Best way of blocking crawlers that keep changing IP address

What is the name of the domain?

mydomain.com

What is the error number?

N/A

What is the error message?

N/A

What is the issue you’re encountering

My site is being hit several times a minute by crawlers that don’t respect the robots.txt file and change their IP address each time. The requests typically come as a pair: a HEAD request, immediately followed by a GET request with the same query string.

What steps have you taken to resolve the issue?

The IP address range being used is too wide to block without blocking genuine users. I can’t see any obvious distinguishing features in the User Agent string: “Mozilla/5.0 (Windows NT 10.0; Win64; x64) AppleWebKit/537.36 (KHTML, like Gecko) Chrome/67.0.3663.5 Safari/537.36”.

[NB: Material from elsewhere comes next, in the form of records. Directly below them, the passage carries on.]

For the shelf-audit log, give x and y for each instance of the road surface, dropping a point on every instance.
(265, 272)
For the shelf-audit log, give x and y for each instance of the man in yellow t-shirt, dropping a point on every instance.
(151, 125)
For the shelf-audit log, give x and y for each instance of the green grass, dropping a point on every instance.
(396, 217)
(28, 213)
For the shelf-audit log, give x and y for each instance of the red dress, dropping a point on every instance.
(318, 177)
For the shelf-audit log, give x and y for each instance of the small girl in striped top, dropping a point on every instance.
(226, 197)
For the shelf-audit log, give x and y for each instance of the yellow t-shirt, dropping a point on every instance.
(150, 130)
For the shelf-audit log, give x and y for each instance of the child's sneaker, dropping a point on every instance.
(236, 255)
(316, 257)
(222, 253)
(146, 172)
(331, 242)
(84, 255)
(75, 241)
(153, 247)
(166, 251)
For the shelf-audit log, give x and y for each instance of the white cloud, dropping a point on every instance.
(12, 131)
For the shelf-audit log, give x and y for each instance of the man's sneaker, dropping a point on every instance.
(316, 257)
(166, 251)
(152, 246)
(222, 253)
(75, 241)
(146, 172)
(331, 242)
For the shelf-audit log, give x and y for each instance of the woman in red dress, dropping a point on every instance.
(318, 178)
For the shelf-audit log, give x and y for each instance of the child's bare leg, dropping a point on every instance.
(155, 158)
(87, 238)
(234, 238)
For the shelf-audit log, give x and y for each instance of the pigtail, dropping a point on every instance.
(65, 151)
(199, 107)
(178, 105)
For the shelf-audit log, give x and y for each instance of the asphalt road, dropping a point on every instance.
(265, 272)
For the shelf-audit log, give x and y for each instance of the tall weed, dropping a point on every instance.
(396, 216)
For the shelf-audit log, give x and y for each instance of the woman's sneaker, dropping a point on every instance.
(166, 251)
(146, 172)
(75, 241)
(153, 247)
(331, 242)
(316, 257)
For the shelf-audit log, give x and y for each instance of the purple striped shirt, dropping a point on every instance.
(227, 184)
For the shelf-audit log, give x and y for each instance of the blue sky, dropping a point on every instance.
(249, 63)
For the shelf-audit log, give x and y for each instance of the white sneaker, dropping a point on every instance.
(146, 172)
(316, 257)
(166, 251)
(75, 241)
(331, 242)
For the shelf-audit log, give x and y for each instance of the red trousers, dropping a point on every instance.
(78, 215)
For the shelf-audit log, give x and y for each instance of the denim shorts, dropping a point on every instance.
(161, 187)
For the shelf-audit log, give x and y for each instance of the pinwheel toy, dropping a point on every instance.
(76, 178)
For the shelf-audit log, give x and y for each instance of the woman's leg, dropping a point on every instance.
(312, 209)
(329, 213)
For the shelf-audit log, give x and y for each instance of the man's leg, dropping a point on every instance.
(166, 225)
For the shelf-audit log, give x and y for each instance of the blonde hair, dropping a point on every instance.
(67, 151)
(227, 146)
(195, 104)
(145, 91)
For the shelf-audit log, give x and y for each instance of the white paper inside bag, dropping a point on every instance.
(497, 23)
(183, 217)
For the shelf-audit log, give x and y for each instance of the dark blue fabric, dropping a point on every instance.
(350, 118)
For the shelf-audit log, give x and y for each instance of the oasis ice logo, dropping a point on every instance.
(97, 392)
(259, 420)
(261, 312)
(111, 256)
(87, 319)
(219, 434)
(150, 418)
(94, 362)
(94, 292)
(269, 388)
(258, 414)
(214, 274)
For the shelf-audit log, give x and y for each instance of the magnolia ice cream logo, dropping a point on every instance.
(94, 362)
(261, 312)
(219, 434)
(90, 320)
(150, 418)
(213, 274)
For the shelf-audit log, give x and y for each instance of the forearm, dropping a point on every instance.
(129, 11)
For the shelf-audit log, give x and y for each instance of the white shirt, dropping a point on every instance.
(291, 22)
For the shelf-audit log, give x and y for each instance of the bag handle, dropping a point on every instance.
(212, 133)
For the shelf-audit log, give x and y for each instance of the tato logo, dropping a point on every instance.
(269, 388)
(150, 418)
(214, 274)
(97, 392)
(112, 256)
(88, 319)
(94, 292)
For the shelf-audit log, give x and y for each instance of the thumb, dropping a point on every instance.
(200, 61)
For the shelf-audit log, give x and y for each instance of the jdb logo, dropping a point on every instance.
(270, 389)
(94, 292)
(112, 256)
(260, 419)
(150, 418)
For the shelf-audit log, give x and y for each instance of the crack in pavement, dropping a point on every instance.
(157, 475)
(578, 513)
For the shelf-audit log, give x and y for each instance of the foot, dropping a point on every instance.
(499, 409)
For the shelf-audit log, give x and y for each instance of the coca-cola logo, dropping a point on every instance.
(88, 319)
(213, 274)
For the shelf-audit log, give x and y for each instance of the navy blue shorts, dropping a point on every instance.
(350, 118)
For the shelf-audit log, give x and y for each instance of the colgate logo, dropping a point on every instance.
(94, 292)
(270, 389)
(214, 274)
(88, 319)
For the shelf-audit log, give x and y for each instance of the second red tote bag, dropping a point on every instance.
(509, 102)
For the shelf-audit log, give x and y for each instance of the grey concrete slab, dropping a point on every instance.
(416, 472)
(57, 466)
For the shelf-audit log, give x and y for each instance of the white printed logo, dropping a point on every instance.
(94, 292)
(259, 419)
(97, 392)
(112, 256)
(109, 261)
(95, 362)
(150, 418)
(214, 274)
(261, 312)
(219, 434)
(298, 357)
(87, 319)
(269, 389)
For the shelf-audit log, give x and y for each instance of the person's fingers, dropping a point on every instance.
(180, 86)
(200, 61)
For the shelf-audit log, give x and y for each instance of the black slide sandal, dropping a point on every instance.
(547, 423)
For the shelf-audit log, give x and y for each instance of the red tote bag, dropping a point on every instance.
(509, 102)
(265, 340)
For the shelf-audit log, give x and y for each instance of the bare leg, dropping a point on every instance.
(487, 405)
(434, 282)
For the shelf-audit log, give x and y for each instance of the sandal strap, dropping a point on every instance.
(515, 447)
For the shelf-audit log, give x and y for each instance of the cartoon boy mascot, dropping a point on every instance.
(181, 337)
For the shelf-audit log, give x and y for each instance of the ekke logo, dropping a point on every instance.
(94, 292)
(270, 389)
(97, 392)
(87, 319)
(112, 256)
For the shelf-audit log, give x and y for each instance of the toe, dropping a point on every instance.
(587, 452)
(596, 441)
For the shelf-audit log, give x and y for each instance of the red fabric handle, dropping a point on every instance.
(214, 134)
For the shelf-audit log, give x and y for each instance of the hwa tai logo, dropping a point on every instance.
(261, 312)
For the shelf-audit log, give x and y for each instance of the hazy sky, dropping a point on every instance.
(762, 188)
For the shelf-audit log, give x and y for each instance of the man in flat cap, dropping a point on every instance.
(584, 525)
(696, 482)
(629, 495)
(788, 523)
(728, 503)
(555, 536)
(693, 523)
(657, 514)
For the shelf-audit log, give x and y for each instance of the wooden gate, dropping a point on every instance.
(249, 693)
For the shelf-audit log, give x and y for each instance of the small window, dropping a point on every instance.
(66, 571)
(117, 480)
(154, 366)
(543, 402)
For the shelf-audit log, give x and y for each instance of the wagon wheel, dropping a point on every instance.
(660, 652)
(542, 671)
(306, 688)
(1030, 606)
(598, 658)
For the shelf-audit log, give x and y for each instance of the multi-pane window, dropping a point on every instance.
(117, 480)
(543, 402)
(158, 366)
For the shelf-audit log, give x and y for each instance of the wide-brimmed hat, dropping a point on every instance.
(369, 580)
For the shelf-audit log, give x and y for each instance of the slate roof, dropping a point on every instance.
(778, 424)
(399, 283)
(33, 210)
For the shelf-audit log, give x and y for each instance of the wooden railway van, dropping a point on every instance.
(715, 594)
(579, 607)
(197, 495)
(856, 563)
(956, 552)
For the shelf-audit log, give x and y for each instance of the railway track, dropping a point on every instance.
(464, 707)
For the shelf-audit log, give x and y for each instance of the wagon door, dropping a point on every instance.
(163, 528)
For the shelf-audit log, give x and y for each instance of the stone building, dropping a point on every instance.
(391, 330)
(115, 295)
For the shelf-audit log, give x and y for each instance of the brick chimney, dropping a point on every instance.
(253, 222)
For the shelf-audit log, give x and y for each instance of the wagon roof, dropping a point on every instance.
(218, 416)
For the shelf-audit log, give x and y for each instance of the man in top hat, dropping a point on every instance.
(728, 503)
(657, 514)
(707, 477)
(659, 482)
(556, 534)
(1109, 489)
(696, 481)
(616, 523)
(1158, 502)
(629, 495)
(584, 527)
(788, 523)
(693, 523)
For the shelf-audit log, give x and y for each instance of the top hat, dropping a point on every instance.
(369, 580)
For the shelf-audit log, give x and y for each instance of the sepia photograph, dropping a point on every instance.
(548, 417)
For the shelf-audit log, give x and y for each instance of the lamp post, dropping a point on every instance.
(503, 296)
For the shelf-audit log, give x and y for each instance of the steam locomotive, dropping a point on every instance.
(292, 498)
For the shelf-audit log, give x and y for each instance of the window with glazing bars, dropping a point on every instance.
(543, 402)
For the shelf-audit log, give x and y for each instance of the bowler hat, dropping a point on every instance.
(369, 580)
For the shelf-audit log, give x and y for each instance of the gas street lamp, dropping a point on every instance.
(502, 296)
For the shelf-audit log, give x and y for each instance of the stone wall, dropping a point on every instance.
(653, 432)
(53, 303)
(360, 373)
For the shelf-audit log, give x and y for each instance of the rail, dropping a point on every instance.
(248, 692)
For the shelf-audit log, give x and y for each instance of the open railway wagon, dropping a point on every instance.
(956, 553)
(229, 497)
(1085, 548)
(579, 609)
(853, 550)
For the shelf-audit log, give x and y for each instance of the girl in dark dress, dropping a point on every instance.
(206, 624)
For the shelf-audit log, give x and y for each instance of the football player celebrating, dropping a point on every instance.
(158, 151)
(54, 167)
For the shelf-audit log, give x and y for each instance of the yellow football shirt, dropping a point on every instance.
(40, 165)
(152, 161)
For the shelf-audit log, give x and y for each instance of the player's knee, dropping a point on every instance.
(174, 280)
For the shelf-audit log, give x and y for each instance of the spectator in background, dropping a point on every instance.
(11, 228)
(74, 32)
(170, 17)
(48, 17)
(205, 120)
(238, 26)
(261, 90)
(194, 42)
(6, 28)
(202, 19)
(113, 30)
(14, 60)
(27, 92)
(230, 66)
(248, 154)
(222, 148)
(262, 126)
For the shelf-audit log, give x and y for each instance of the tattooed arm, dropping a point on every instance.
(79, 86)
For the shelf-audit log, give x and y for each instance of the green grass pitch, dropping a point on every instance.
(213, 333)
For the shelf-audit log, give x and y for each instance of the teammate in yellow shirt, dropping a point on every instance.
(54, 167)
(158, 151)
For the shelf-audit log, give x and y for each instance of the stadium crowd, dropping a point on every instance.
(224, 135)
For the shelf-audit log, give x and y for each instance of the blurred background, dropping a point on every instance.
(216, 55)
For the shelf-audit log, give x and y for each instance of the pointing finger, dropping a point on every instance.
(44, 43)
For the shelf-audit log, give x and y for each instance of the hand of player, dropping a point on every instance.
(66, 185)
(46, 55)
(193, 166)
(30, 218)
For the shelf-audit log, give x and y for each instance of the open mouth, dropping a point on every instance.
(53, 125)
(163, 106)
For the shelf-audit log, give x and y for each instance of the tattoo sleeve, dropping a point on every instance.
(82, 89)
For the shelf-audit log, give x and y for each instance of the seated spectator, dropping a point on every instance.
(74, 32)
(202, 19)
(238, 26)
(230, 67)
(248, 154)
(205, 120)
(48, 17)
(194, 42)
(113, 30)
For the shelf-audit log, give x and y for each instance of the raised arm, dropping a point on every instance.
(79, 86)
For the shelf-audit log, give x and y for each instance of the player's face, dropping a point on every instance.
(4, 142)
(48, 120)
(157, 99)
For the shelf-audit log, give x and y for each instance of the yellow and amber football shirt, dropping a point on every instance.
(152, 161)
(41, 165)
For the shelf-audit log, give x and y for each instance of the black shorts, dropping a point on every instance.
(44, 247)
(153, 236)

What is the current SSL/TLS setting?

Off

Can you share more information here, such as one or some IP address(es), and what exactly that makes you believe you’re going too far with the IP ranges?

Chrome/67” was apparently released in April 2018, so roughly 7 years old.

Challenging or completely blocking older browsers, depending on personal preference, could be a way forward.

1 Like

Thanks, that’s good advice - I hadn’t spotted that.

Instead of putting in place a custom rule, would Bot Fight mode (free plan) catch this sort of activity? And if so, does it allow through genuine bots? I want genuine bots to index my site, but not the subdirectory that I have disallowed in robots.txt. Googlebot etc is obeying robots.txt, but these guys aren’t.

Try setting your security level to High or/and create a rule to block threat score above 0.

The free bot fight mode is limited and maybe it will not catch those. I think that the free bot fight mode only uses threat score and javascript challenges. The pro and above is far more smart and uses different methods to catch bad bots and other bad actors with far more efficacy.

A good method to block bad actors is also to block hosting and cloud ASNs as most of the bad actors use those to launch attacks.

I have a really extensive list of ASNs being blocked globally at account level. It catches most of the bad actors easily.

Unfortunately, I can’t copy the ASNs numbers and I don’t know if is possible to export the list, so I would just place it here for you and others to copy and use it if wanted.

Thanks.

1 Like

You could also block HEAD requests if you don’t need it and you said that the attacker use the same query string, try blocking it. If the specific page path don’t need any query string to function, block every query string to that path. You should also set a global rate limiting rule.

This topic was automatically closed 15 days after the last reply. New replies are no longer allowed.